Cellulose makes up most of a plant's cell walls. Since the organic compound is created by all plants, it is probably the most abundant one on the planet. While cellulose is the main building material for plants, it has many other uses, including sponges.
Manufactured cellulose sponges are some of the most common cleaning sponges on the market. They often come in bright colors and are usually shaped like rectangles or ovals. Pure cellulose sponges are not as widely available as plastic ones, plus they're a bit more pricey. Cellulose sponges are made from wood fibers, and although human-made, they’re much more eco-friendly than plastic ones since they go through a less toxic manufacturing process and they biodegrade in landfills. Look for 100 percent cellulose with no polyester filling.
Cellulose sponges are made from wood pulp so that small holes inside the sponge can absorb liquid and hold it inside. These sponges are soft inside their sealed packaging because they are usually treated with a soap that keeps them pliable. This treatment also keeps bacteria from growing inside the package before they are purchased. It's a good idea to rinse your sponges out thoroughly before you first use them.
Cellulose sponges absorb and hold liquid well and can last through some fairly tough cleaning jobs. They work well on bathroom surfaces and countertops as well as dishes and everyday spills. You can even cut them into smaller sizes to provide more uses out of each sponge.

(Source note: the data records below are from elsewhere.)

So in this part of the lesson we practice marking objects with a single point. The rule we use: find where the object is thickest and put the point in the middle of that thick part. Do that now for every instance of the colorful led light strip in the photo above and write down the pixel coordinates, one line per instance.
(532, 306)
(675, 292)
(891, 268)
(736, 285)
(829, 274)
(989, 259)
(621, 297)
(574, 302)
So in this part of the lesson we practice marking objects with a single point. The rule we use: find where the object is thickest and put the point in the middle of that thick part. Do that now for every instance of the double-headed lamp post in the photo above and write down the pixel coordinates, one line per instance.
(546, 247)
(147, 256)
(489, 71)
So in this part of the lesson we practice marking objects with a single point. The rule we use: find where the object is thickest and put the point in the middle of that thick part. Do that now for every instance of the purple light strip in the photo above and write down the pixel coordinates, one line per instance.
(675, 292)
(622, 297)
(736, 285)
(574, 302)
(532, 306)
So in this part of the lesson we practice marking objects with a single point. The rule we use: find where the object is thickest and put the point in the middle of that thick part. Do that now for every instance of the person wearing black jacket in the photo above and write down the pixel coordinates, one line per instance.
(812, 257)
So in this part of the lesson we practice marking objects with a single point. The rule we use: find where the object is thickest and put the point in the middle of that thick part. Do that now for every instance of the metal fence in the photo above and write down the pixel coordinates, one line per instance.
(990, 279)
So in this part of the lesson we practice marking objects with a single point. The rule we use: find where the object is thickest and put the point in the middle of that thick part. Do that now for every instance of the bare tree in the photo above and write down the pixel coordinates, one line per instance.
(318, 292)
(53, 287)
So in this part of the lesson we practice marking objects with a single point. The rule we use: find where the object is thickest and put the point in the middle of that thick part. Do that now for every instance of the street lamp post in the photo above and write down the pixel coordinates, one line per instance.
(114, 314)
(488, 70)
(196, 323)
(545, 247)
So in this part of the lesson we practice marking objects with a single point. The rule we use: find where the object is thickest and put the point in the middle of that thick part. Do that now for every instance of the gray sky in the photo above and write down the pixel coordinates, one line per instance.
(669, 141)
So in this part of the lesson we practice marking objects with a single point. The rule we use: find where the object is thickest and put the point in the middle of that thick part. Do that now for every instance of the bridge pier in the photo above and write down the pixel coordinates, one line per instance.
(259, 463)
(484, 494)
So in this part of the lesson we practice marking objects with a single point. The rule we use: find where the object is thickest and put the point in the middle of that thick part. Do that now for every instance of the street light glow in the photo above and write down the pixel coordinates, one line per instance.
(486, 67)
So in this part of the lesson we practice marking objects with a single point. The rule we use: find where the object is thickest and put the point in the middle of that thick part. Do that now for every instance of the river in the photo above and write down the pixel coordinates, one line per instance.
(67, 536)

Cellulose sponges tend to trap residue and particles, so they can be difficult to rinse out fully. Because they are inexpensive, it's a good idea to toss them if particles cannot be fully removed. These same particles can lessen the life of the sponge and cause it to start to break down or smell. Cellulose sponges should never be used to wipe up a raw egg or raw meat juices. For those jobs where bacteria are involved, a disposable paper towel is a better option.
Cleaning Cellulose Sponges
Rinse sponges thoroughly after each use and allow them to dry completely open to the air. You can also run sponges through a cycle in the dishwasher on the top rack. Some people prefer to microwave their sponge for up to 30 seconds—make sure the sponge is wet; otherwise, it can catch on fire and burn in the microwave. Rinse the sponge thoroughly before allowing it to dry. A 2006 study published in the journal Food Control determined that microwaving wet sponges for two minutes (at 1000 watt power) removed 99 percent of coliforms, E. coli, and MS2 phages. It took four minutes to kill Bacillus cereus.
A cellulose wipe is another version of a flatter cellulose sponge. Use these rectangular flat sponges in place of paper towels or for dusting and polishing. They are reusable when properly cared for.